Willy Decker’s staging and direction are full of invention—as is the filming, in which the use of multiple cameras, perspectives and proximities enables us to see more than the live audience sees. Wearing modern dress, Moses, Aron and the rest of the cast emerge from among the audience and are often indistinguishable from it; thus the audience becomes the community among whom the drama is played out. On a darkened stage, the use of an enormous scrim cube, lowered periodically over the cast so as to contain them, enables gigantic hologram-like projections: huge serpents, big leprous hands, and an underwater scene, for example.

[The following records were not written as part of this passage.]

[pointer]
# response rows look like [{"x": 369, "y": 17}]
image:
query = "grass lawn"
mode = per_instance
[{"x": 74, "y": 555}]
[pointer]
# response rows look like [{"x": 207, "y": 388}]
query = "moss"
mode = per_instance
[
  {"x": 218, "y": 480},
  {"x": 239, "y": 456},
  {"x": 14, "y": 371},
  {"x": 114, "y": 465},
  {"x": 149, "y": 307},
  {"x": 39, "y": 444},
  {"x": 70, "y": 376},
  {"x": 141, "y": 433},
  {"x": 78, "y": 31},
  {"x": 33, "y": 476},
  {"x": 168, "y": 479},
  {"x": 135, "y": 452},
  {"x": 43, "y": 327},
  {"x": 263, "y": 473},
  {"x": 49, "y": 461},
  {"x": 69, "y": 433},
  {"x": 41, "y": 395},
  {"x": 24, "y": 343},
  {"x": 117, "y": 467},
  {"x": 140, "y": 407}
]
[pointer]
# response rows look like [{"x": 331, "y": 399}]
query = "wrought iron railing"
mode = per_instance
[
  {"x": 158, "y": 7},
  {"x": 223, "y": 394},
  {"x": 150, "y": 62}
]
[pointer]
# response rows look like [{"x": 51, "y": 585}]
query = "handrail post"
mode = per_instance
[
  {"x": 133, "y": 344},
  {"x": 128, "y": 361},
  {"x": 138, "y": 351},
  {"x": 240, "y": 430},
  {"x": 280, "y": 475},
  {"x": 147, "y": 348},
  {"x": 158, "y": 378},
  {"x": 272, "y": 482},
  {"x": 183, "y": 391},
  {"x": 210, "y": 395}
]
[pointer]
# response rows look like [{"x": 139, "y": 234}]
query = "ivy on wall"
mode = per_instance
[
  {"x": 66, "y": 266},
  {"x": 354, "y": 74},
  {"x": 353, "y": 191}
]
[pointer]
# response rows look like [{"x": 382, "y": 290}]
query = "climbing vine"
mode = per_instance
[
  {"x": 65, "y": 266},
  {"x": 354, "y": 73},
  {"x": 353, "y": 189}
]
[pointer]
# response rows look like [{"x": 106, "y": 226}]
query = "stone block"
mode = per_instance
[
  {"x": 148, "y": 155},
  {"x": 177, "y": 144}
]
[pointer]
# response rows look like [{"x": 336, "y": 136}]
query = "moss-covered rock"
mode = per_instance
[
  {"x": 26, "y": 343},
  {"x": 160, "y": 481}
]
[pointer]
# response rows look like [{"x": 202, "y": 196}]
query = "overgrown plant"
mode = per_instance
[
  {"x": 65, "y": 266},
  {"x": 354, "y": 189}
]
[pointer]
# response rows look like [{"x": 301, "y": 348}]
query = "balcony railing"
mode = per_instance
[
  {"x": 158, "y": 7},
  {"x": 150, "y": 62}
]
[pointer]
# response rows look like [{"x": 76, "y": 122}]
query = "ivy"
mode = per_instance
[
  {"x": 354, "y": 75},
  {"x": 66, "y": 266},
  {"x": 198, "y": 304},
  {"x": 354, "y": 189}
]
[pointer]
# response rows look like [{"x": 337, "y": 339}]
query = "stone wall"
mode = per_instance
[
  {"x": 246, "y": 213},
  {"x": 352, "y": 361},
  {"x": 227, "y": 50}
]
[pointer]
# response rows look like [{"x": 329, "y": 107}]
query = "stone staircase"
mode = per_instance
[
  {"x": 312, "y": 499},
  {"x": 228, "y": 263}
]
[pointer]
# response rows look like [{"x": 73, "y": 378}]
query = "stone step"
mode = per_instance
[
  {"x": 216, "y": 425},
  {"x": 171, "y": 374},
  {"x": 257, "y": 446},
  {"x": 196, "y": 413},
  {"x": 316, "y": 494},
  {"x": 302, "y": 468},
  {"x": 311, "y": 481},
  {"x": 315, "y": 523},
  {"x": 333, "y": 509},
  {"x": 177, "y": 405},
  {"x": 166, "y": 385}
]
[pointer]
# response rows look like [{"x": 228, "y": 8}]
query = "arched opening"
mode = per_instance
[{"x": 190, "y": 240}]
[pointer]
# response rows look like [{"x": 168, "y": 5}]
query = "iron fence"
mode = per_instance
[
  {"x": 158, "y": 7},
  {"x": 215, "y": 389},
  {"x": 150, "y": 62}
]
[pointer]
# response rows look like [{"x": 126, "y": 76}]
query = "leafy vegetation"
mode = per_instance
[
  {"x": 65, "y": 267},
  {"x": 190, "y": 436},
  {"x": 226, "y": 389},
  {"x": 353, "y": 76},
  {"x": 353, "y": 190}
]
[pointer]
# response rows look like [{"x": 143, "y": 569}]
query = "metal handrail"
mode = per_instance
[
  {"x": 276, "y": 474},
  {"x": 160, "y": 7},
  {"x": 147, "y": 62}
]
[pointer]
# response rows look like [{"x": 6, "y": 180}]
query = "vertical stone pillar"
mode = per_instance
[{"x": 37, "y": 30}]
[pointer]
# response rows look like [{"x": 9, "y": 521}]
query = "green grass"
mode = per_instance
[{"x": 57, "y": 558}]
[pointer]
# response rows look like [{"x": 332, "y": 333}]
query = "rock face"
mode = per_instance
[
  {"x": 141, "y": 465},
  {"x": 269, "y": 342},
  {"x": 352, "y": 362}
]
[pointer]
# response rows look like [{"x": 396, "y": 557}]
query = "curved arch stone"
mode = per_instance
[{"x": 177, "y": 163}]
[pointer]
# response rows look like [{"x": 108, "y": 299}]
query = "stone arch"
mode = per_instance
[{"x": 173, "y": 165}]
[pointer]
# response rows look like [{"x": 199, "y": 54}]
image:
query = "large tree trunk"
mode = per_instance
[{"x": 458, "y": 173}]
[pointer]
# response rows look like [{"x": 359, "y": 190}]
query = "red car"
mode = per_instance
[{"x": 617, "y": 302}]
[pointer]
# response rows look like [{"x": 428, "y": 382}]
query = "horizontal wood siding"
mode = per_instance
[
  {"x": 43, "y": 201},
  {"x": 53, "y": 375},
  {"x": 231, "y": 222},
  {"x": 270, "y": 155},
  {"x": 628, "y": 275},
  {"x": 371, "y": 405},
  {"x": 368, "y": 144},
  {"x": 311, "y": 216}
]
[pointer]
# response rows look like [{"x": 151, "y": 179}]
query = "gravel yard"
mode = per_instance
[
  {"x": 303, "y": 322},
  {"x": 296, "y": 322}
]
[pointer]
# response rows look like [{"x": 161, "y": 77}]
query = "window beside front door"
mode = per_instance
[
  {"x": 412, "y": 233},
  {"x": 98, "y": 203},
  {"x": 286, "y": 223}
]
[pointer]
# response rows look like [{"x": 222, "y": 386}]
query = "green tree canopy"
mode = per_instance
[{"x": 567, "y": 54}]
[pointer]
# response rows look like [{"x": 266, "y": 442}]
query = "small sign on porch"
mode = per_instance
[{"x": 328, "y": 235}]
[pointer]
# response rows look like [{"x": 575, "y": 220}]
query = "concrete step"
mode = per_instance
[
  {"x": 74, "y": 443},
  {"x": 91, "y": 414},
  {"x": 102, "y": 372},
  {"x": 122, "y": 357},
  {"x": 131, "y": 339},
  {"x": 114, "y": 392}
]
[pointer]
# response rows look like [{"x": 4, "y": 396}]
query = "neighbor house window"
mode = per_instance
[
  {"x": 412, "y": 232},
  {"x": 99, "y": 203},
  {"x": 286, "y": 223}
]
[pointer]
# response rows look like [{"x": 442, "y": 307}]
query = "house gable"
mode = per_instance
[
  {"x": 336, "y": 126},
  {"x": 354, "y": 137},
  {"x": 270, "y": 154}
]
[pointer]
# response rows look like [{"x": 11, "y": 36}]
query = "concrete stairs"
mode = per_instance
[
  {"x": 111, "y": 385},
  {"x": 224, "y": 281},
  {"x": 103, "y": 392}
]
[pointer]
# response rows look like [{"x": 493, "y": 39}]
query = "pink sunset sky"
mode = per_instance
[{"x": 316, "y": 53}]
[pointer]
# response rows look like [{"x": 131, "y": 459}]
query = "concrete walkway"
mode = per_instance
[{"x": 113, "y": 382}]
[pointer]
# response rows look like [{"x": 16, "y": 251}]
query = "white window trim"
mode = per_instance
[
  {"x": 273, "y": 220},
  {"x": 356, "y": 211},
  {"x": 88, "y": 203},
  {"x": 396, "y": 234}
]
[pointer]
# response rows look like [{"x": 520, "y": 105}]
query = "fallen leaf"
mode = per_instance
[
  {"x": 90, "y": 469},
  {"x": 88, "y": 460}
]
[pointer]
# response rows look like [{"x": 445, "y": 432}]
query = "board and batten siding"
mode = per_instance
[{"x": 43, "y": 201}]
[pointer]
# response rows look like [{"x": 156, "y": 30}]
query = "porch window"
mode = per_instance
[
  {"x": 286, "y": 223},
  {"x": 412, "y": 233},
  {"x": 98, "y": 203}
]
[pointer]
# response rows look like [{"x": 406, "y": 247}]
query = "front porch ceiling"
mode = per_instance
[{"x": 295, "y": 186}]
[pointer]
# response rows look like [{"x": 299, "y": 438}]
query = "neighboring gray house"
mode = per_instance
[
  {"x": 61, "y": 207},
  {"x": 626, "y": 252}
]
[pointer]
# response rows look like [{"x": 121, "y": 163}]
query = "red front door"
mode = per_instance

The solo voices (discreetly amplified) are on the whole marvelloussly focused, strong and confident. Dale Duesing’s powerful, expressive baritone and accomplished acting make for an imposing, credible Moses, an effect enhanced by the film’s use of close-up. And in this ‘modern’ setting he is a middle-aged Moses with a neatly trimmed beard, who clearly works out. Andreas Conrad’s Aron is finely served by his good looks and sensuously ringing tenor, notwithstanding a slight tendency to strain at times. The members of the young ChorWerk Ruhr excel, not only in the assurance with which they sing the formidably difficult, multi-layered and almost omnipresent choral music, but also for vibrant, dramatic participation which is a joy to watch. They are shockingly effective in the sacrificial scene of Act 2, a naked bloodfest that gives superb expression to the (intentionally) grotesque carnality of Schoenberg’s music. Michael Boder conducts the Bochumer Symphoniker with grace and an easy sense of style, projecting a richly coloured account of the orchestral score. Strongly recommended.